Management expects FY 2026 to be in line with market expectations – consensus of £173.6 million revenue and £50.5 million adjusted EBITDA. The release slate features at least 15 new games and apps, with at least five first-party IPs. Headliners include Hell Let Loose: Vietnam and Golf With Your Friends 2, plus Wardogs with Bulkhead. Several Team17 titles will also arrive on Netflix Games and Amazon Game Night.

Important nuance: costs for larger releases land in H1 while launches skew to late H1 and H2, so adjusted EBITDA delivery is expected to be second-half weighted. Execution timing will matter.

My take: quality uplift, stronger margins, and a fix-it job at astragon

  • Positives:
    • Margin expansion is real – a 4.4-point gross margin uplift and 3.1-point adjusted EBITDA margin rise despite flat revenue shows the strategy is working.
    • New releases are back – up 80% – and platform partnerships should widen reach without heavy marketing spend.
    • Back catalogue resilience – still 75% of revenue – underpins cash generation and reduces hit risk.
  • Watch-outs:
    • astragon needs to deliver its turnaround. Management confidence is encouraging, but FY 2025 missed expectations and the valuation is sensitive to unreleased titles.
    • Cash stepped down as investment accelerated. That is sensible if payoffs arrive in H2 2026 and beyond, but it raises execution risk.
    • First-party IP revenue dipped 9% to £56.1 million. The FY 2026 slate should reverse this, but it needs to show up in numbers.

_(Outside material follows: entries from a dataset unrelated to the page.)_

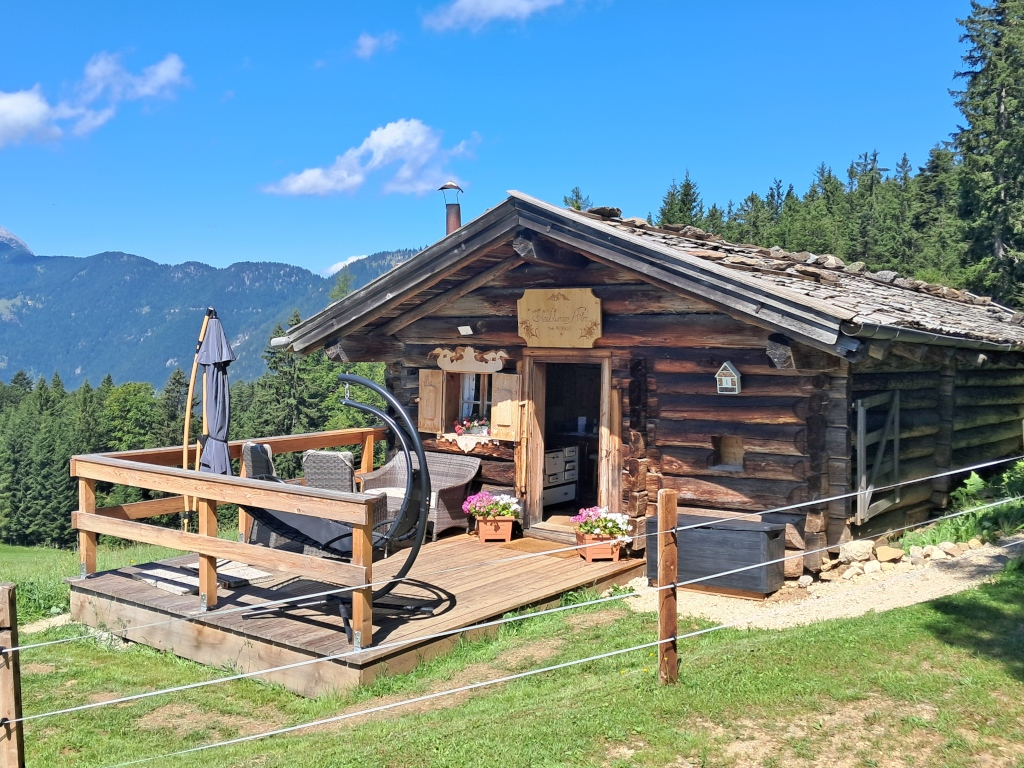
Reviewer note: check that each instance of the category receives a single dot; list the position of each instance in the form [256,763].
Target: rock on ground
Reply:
[902,586]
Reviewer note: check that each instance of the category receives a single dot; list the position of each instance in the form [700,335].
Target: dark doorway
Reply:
[571,417]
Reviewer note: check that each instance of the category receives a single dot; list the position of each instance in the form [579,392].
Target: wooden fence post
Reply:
[668,562]
[11,736]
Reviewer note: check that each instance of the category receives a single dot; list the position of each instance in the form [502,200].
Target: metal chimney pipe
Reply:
[453,211]
[453,217]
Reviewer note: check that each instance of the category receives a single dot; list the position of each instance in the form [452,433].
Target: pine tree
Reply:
[172,410]
[991,141]
[669,212]
[343,284]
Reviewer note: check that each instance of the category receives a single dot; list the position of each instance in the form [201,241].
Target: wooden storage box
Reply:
[723,546]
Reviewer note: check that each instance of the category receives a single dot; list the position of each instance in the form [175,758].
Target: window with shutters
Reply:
[449,397]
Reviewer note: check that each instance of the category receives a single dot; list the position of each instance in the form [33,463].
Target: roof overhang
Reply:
[800,317]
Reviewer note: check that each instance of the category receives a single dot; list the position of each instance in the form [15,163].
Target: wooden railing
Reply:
[159,469]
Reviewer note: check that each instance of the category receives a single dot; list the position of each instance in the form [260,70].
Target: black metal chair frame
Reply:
[410,522]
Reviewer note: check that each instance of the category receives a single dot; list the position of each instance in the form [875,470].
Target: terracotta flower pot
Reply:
[495,528]
[603,547]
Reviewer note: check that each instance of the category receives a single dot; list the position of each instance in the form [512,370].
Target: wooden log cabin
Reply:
[614,358]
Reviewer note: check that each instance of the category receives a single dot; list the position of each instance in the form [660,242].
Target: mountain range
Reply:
[126,315]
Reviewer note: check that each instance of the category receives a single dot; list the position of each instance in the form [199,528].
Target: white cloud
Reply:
[367,45]
[337,267]
[411,143]
[476,13]
[25,114]
[104,83]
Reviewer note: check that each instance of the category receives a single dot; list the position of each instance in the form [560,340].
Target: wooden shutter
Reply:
[431,412]
[505,407]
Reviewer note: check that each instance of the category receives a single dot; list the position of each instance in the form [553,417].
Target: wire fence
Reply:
[491,563]
[457,631]
[486,683]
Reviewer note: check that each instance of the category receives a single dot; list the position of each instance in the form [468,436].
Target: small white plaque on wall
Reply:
[728,380]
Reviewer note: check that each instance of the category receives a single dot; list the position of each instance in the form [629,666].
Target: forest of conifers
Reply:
[958,219]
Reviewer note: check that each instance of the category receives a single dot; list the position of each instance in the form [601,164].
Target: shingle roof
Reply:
[882,298]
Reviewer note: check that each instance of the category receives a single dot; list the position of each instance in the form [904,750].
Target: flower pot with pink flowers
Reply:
[495,514]
[601,534]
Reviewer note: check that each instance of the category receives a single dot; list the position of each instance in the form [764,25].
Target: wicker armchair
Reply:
[450,478]
[335,470]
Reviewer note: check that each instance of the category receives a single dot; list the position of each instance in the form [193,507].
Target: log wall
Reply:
[794,420]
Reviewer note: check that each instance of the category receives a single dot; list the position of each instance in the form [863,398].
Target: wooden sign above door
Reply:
[563,317]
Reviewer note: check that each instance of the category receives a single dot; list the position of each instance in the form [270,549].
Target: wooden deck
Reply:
[251,641]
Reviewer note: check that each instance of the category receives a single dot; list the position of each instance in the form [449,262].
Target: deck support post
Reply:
[11,735]
[208,563]
[668,562]
[87,539]
[363,599]
[368,453]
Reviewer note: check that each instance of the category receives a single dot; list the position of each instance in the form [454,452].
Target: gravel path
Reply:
[792,606]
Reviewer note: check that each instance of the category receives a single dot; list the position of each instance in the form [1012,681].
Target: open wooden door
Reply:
[537,382]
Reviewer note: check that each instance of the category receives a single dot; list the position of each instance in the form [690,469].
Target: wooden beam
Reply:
[668,564]
[87,540]
[441,300]
[365,349]
[142,510]
[171,457]
[11,734]
[535,252]
[333,505]
[290,562]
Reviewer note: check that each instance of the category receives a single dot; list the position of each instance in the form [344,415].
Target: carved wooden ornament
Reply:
[564,317]
[468,360]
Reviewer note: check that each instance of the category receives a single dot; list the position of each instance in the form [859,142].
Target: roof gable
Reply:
[811,299]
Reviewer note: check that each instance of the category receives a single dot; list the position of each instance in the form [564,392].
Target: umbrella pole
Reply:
[187,428]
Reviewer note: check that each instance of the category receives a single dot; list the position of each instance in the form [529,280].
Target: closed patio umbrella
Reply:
[215,355]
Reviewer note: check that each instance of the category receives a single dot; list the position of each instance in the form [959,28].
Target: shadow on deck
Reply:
[450,574]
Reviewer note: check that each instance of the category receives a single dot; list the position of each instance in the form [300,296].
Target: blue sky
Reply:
[312,132]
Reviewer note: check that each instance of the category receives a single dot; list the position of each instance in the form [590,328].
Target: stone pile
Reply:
[865,558]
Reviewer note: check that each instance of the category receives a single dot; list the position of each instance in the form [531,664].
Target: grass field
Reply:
[39,573]
[937,684]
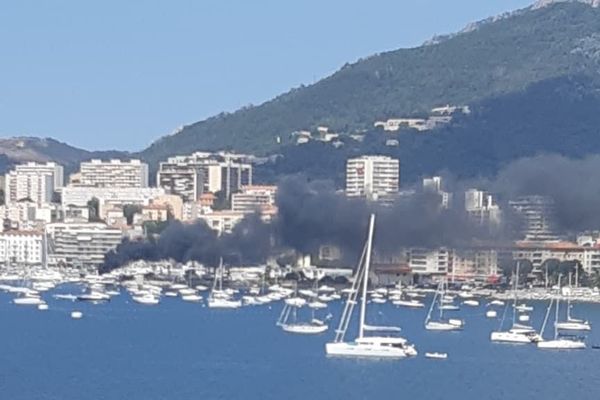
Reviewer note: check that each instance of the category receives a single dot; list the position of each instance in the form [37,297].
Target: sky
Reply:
[117,74]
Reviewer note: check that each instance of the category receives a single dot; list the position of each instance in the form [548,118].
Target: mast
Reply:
[515,294]
[363,304]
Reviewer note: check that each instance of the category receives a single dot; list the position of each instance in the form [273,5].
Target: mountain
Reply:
[558,115]
[498,57]
[22,149]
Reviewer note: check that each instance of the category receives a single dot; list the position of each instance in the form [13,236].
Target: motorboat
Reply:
[436,355]
[146,298]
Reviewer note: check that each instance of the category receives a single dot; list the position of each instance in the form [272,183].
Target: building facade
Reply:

What this means for retail investors

Everplay is returning to its indie roots with a more disciplined, higher-margin model. Team17’s slate quality has improved, StoryToys is growing subscribers and licensor breadth, and astragon is being refocused on franchises that scale. IP acquisitions and long-term publishing rights deepen the catalogue and help smooth earnings through cycles.

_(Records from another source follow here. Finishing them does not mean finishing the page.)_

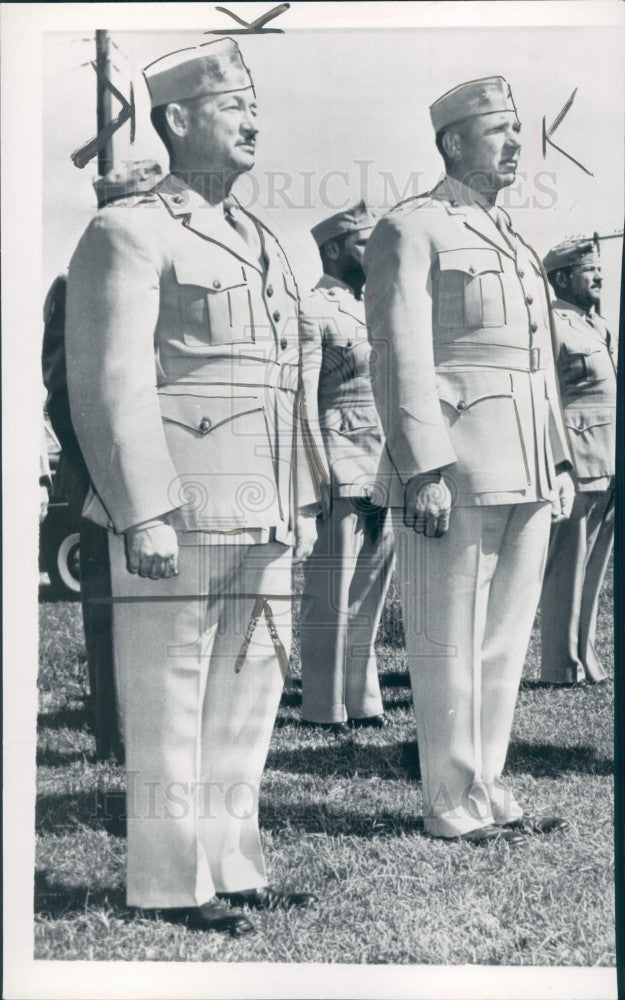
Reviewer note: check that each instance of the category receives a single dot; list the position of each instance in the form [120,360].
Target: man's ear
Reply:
[561,280]
[332,249]
[177,118]
[452,144]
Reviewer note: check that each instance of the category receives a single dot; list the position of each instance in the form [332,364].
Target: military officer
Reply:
[476,455]
[71,481]
[580,547]
[185,387]
[347,575]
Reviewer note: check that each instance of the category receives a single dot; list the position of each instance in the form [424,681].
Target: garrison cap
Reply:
[353,219]
[125,179]
[575,250]
[478,97]
[214,67]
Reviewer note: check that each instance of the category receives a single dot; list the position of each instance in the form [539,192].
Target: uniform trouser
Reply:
[197,731]
[468,602]
[345,582]
[95,594]
[579,552]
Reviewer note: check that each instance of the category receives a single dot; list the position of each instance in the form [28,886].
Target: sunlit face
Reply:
[489,150]
[221,132]
[584,286]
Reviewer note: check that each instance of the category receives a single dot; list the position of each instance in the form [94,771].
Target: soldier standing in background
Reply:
[71,480]
[580,548]
[348,573]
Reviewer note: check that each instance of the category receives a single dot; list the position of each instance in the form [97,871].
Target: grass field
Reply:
[341,816]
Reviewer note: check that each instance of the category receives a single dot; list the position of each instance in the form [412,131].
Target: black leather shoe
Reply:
[268,898]
[493,834]
[369,721]
[217,916]
[537,824]
[328,727]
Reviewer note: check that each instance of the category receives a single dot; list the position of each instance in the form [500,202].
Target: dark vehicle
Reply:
[59,550]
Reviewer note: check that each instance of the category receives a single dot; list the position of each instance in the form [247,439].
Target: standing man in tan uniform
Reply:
[476,456]
[348,573]
[580,547]
[184,375]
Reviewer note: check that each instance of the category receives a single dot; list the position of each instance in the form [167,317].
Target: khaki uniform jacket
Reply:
[459,319]
[334,326]
[587,377]
[184,371]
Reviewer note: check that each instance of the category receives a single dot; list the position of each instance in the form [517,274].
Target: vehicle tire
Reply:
[61,551]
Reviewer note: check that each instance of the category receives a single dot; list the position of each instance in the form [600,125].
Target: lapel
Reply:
[186,205]
[342,298]
[474,218]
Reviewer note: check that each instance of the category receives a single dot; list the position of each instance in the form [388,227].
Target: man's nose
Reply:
[249,125]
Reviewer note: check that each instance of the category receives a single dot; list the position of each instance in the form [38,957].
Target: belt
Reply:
[527,359]
[235,372]
[335,401]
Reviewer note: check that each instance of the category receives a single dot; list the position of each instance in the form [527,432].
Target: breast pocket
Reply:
[214,300]
[470,290]
[222,453]
[484,428]
[591,364]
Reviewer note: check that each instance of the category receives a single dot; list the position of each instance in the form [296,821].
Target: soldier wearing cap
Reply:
[71,480]
[186,394]
[347,575]
[580,547]
[476,455]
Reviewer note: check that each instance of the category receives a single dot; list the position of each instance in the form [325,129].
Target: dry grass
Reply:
[341,816]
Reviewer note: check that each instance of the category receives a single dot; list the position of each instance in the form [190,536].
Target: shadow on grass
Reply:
[57,901]
[47,595]
[65,718]
[542,760]
[317,817]
[97,810]
[349,759]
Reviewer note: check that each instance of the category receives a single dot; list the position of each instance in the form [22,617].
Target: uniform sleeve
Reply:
[112,310]
[398,302]
[313,479]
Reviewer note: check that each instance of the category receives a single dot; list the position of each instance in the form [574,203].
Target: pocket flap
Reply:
[583,420]
[204,414]
[289,284]
[464,389]
[214,275]
[471,260]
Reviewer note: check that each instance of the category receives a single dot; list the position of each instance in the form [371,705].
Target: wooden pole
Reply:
[103,103]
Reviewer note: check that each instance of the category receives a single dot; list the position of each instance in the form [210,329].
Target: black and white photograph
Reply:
[310,349]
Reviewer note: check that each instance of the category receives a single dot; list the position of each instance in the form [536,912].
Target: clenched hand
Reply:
[152,551]
[427,505]
[563,505]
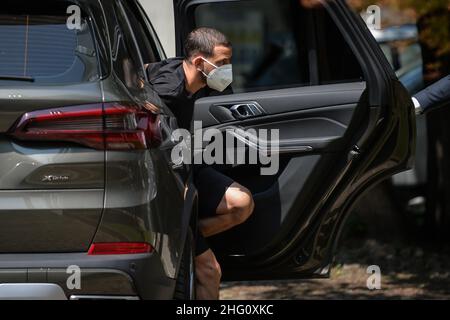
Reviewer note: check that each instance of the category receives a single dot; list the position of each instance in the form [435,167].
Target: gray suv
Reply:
[93,205]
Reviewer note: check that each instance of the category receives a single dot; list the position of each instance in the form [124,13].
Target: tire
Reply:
[185,287]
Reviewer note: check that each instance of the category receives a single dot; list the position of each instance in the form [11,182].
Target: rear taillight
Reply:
[112,127]
[119,248]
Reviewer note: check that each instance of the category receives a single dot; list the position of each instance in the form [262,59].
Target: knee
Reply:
[208,269]
[241,204]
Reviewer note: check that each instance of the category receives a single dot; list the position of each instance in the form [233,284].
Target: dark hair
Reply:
[203,41]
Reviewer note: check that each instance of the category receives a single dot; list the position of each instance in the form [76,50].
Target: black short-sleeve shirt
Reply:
[169,81]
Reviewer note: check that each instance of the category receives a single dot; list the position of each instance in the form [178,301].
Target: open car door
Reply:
[312,71]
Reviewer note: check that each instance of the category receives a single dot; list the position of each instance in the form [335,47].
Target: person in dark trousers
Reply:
[432,96]
[223,203]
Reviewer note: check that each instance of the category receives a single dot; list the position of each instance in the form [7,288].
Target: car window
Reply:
[39,44]
[281,44]
[128,63]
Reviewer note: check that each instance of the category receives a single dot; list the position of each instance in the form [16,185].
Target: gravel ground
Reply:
[410,269]
[407,273]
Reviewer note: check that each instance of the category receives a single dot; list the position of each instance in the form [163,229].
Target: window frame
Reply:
[315,78]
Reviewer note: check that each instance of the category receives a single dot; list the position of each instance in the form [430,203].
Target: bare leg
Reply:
[234,209]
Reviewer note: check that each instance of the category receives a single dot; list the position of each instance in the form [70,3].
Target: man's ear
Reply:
[198,62]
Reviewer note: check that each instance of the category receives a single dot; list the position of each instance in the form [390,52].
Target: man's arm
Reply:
[433,96]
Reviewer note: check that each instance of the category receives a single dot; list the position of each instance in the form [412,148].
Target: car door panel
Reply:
[344,137]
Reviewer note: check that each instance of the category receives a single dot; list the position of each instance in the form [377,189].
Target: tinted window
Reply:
[281,44]
[146,46]
[127,59]
[37,43]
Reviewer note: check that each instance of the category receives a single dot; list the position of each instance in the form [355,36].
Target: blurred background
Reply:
[402,225]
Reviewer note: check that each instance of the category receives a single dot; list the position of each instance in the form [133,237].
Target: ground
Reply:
[410,269]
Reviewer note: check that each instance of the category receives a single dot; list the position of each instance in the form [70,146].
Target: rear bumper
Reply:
[81,276]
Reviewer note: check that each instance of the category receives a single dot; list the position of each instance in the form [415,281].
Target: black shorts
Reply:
[211,186]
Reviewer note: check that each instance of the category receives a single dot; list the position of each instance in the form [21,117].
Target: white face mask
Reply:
[219,78]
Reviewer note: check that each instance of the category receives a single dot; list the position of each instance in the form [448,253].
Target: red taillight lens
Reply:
[112,126]
[119,248]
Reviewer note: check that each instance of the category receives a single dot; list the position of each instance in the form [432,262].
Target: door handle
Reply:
[246,110]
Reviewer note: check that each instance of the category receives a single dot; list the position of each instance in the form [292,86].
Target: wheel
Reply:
[185,287]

The investment case now hinges on 2026 delivery – notably Hell Let Loose: Vietnam, Golf With Your Friends 2, and astragon’s franchise updates – alongside monetisation from new platform partnerships. If the H2-weighted line-up lands, the step-up in first-party contribution and cash generation should follow.

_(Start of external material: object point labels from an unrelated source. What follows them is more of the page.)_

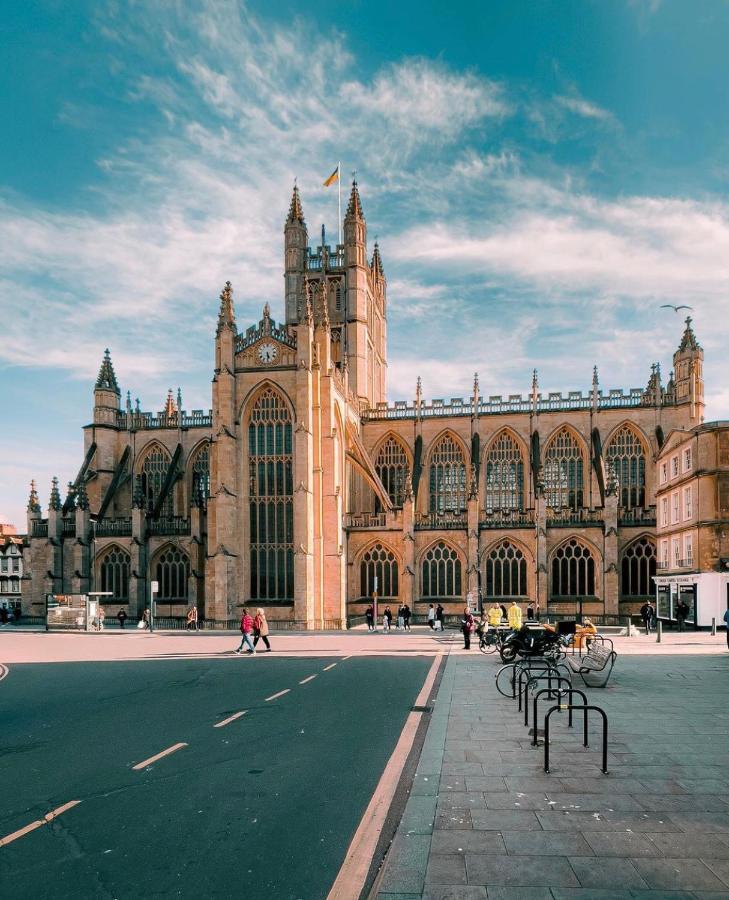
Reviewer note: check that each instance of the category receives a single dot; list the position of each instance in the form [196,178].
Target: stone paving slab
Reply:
[657,826]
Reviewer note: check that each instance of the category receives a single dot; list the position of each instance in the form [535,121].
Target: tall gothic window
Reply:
[447,477]
[392,468]
[573,571]
[625,453]
[441,572]
[270,465]
[504,475]
[201,475]
[380,563]
[563,471]
[172,573]
[154,471]
[114,575]
[638,568]
[506,571]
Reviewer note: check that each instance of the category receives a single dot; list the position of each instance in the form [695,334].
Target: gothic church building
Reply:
[302,487]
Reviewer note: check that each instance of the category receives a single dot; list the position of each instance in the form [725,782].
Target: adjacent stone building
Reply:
[302,485]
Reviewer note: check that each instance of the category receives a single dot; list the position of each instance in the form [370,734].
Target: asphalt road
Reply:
[264,806]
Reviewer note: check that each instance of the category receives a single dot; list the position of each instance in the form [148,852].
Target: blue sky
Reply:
[541,175]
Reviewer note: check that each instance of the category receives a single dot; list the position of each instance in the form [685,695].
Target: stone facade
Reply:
[302,485]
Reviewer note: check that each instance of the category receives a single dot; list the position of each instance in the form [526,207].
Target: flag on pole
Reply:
[332,178]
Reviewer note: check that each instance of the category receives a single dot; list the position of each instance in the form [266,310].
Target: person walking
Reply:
[370,617]
[260,629]
[682,611]
[467,626]
[246,628]
[646,614]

Bottom line: a tidy profit surge built on better mix and execution. Keep an eye on astragon’s recovery and H2 launch timings, but on balance the direction of travel is positive.

Disclaimer: This Blog is provided for general information about investments. It does not constitute investment advice. Information is taken from publicly available sources and any comment is that of the author who does not take any third party comment in the publication.